The perils of aviation in the period are neatly encapsulated in the experience of Harold C. Brinsmead, the head of Australia’s Civil Aviation Department in the first days of commercial aviation. In 1931, Brinsmead was on a flight to London, partly for business and partly to demonstrate the safety and reliability of modern air passenger services, when his plane crashed on takeoff in Indonesia. No one was seriously hurt, but the plane was a write-off. Not wanting to wait for a replacement aircraft to be flown in, Brinsmead boarded a flight with the new Dutch airline, KLM. That flight crashed while taking off in Bangkok. On this occasion, five people were killed and Brinsmead suffered serious injuries from which he never recovered. He died two years later. Meanwhile, the surviving passengers carried on to London in a replacement plane. That plane crashed on the return trip.
Daly Waters claims to be Australia’s oldest international airport, though I suspect many other venerable airstrips make a similar boast. It is certainly true that it was used as a stopoff point on some international flights and more regularly on cross-country flights from Queensland to Western Australia, so it was a kind of crossroads. The airport stayed open until 1947. The pub opened in 1938, so it is not by any stretch the oldest in the outback or the Northern Territory, but it is certainly one of the most extraordinary.
As with most outback pubs every inch of interior surface
– walls, rafters, wooden support posts – was covered with mementos left by earlier visitors: college ID cards, drivers’ licences, folding money from many nations, bumper stickers, badges from various police and fire departments, even a generous and arresting assortment of underwear, which dangled from rafters or was nailed to walls.

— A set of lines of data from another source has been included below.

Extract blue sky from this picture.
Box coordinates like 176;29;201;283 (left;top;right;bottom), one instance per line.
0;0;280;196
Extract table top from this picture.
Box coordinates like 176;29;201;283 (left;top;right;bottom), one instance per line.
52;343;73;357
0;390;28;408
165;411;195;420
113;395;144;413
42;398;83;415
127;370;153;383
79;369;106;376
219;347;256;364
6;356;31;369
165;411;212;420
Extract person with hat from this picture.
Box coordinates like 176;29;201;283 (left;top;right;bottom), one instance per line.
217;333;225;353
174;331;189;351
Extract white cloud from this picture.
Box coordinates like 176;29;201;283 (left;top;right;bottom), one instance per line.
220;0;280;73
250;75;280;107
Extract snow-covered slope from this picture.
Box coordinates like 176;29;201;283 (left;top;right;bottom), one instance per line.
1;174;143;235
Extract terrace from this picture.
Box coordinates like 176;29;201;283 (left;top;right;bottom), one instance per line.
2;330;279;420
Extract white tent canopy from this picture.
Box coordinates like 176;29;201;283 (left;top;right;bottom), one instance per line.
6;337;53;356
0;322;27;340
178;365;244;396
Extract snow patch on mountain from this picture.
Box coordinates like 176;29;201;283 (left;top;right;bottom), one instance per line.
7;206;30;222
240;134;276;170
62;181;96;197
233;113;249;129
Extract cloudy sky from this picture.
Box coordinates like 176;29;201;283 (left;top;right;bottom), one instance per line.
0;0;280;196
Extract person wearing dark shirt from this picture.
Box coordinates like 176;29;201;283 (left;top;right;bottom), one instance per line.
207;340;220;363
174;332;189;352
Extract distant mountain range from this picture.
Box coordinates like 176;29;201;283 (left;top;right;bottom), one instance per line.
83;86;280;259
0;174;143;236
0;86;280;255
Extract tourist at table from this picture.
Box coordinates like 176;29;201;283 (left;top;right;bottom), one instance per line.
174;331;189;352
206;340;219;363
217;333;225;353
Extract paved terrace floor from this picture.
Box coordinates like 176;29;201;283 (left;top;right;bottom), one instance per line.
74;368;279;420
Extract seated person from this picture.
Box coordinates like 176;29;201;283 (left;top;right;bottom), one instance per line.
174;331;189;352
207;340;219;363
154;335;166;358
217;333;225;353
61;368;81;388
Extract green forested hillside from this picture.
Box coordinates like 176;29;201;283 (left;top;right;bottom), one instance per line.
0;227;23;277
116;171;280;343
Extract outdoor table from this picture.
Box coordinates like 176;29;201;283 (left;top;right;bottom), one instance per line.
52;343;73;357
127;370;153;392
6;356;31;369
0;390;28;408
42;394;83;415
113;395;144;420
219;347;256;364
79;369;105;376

The rest was nicely spartan: a large but basic central bar, concrete floor, bare tin roof, an assortment of tables and chairs of different vintages and styles, a battered pool table. At the bar, seven or eight men, all in shorts, T-shirts, boots and bush hats, stood drinking stubbies – squat bottles of beer – served in insulated foam holders to keep them cold. They all looked hot and dusty, but then everything in Daly Waters was hot and dusty. The atmosphere in the pub can best be described as convivially sweltering. Even standing still, the sweat dripped off us. The windows had screens, but most were full of holes and anyway the doors were wide open so flies came in freely. The men at the bar gave me compact but friendly nods as I bellied up to the bar, and obligingly made space for me to stand to order, but showed no special interest in me as an outsider. Clearly, as the souvenirs attested, visitors were not a novelty.

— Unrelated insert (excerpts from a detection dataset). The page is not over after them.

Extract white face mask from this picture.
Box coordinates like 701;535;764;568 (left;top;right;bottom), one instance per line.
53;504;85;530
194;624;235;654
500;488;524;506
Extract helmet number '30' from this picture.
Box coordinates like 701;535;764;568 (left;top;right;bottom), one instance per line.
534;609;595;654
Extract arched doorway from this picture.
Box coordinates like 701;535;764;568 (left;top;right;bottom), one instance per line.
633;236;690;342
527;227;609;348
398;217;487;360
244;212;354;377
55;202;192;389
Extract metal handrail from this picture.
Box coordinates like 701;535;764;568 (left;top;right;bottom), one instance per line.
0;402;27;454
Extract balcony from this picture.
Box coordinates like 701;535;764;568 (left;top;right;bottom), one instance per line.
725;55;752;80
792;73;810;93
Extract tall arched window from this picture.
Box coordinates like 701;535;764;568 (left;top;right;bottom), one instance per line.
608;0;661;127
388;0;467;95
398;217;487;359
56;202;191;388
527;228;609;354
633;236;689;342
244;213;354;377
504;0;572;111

I acquired a pair of chilled stubbies and conveyed them to the table where Allan sat beneath a bumper sticker commemorating a visit by the ‘Wheredafukarwi Touring Club’. Allan was suffused with a strange happiness.

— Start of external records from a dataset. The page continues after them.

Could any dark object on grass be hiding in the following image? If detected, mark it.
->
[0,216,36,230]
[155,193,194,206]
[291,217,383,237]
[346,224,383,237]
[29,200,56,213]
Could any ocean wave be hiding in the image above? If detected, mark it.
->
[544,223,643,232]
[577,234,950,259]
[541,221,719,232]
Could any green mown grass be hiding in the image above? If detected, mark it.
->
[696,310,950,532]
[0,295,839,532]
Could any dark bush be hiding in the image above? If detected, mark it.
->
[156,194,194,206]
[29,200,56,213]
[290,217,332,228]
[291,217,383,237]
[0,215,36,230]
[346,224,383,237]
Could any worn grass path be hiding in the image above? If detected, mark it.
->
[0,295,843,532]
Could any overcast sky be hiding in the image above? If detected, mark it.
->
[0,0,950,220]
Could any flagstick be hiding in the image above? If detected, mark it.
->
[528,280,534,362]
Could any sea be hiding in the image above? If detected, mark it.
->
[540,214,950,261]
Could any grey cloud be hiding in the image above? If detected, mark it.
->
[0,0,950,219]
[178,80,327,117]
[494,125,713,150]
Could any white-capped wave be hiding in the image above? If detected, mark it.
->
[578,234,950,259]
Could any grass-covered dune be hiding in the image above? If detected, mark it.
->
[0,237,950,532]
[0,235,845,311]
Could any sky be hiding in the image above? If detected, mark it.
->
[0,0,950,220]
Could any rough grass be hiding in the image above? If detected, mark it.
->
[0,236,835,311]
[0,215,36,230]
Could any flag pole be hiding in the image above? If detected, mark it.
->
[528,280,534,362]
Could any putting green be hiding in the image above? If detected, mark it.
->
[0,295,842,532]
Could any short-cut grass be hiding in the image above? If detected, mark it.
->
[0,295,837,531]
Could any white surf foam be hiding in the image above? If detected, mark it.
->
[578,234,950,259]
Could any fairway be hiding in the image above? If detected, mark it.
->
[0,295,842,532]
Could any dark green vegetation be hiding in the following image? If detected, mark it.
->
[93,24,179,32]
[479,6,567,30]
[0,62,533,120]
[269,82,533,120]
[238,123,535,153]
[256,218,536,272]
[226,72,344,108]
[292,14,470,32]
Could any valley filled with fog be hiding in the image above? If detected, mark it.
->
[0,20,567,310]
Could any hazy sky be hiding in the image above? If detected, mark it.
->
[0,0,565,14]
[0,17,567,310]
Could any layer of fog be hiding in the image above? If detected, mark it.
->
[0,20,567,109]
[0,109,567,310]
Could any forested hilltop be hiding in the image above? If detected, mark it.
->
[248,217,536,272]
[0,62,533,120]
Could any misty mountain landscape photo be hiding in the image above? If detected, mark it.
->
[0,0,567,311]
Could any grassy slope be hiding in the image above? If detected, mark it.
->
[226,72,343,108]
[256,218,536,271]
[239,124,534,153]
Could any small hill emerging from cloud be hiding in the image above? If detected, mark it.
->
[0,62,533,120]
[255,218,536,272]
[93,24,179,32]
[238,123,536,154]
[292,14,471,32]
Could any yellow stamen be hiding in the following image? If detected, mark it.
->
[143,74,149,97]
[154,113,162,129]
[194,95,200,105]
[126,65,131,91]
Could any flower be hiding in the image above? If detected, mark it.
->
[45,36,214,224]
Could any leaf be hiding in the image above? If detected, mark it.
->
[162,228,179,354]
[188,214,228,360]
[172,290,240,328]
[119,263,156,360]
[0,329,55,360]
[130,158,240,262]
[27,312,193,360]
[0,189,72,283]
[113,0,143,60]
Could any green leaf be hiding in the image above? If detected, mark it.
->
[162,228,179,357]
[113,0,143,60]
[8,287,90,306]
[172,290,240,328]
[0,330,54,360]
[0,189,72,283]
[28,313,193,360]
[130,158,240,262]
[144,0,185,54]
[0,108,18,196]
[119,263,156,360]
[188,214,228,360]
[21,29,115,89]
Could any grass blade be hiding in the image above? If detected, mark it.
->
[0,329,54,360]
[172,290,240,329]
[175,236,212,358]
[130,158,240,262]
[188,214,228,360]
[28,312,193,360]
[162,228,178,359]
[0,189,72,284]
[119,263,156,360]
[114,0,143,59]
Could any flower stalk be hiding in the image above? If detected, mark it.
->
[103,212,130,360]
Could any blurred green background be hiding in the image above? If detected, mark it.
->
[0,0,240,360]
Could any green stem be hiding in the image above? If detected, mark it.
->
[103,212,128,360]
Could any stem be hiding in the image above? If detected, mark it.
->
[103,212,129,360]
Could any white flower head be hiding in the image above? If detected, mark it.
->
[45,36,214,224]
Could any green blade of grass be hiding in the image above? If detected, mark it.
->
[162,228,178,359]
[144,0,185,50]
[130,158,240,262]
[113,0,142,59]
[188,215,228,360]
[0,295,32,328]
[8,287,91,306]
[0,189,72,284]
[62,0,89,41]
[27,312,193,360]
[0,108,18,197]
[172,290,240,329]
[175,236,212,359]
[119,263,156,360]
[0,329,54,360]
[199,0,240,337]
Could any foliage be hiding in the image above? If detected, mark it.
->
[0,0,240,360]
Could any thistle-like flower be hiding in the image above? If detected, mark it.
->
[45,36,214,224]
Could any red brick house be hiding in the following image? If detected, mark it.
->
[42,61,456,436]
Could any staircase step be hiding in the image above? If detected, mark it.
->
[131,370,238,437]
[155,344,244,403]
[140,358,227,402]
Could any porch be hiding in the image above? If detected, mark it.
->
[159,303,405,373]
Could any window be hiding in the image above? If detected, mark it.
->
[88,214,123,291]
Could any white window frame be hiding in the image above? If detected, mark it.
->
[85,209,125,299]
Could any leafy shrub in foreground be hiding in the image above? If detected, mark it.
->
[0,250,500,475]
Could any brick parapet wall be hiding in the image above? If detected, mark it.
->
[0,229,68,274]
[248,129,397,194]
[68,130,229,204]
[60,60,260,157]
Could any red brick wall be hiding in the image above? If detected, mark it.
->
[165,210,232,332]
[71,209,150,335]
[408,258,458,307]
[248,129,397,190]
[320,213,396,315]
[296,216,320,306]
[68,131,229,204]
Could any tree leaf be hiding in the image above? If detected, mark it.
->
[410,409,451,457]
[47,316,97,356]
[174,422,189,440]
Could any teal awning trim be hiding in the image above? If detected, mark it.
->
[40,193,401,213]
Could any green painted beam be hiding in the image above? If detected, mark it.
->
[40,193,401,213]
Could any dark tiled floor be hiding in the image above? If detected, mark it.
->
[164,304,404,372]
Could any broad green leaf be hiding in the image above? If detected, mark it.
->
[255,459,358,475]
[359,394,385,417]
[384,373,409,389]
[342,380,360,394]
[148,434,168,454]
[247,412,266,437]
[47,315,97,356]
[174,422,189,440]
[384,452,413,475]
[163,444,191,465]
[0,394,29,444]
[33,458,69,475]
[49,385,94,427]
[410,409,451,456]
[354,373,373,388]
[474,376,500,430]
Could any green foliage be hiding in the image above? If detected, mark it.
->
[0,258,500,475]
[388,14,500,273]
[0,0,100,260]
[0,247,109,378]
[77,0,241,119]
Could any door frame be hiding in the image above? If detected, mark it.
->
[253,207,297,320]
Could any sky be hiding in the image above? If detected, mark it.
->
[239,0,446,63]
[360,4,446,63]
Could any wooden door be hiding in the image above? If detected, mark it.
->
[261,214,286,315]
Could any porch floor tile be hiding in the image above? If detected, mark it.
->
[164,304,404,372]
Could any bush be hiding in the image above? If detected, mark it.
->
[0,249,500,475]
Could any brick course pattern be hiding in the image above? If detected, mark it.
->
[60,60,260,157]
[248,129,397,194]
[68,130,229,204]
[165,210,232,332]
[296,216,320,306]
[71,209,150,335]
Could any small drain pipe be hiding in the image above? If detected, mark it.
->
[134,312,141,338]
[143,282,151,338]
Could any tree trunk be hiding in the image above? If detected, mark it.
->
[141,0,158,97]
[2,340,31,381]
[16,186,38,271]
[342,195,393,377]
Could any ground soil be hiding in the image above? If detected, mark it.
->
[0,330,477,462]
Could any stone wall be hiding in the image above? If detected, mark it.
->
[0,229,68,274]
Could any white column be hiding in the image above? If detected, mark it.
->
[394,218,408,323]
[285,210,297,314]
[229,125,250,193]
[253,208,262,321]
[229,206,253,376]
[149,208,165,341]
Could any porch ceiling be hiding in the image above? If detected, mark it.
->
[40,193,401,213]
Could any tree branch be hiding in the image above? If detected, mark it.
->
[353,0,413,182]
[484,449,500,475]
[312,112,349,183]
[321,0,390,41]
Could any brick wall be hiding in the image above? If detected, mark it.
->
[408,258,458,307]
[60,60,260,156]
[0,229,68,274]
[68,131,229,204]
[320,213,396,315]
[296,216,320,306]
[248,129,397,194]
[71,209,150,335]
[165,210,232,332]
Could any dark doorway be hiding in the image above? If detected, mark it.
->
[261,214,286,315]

‘You like it here?’ I said.
He shook his head with a kind of speechless delight. ‘I do. I actually do.’
‘But I thought you hated it.’
‘I did,’ he said. ‘But then I was sitting here looking out the window at the setting sun, and it was lovely – I mean really quite astoundingly lovely – and then I turned and
saw the bar with all these outback characters, and I thought: “Bugger me, I like it here.”’ He looked at me in the frankest wonder. ‘And I do. I really like it.’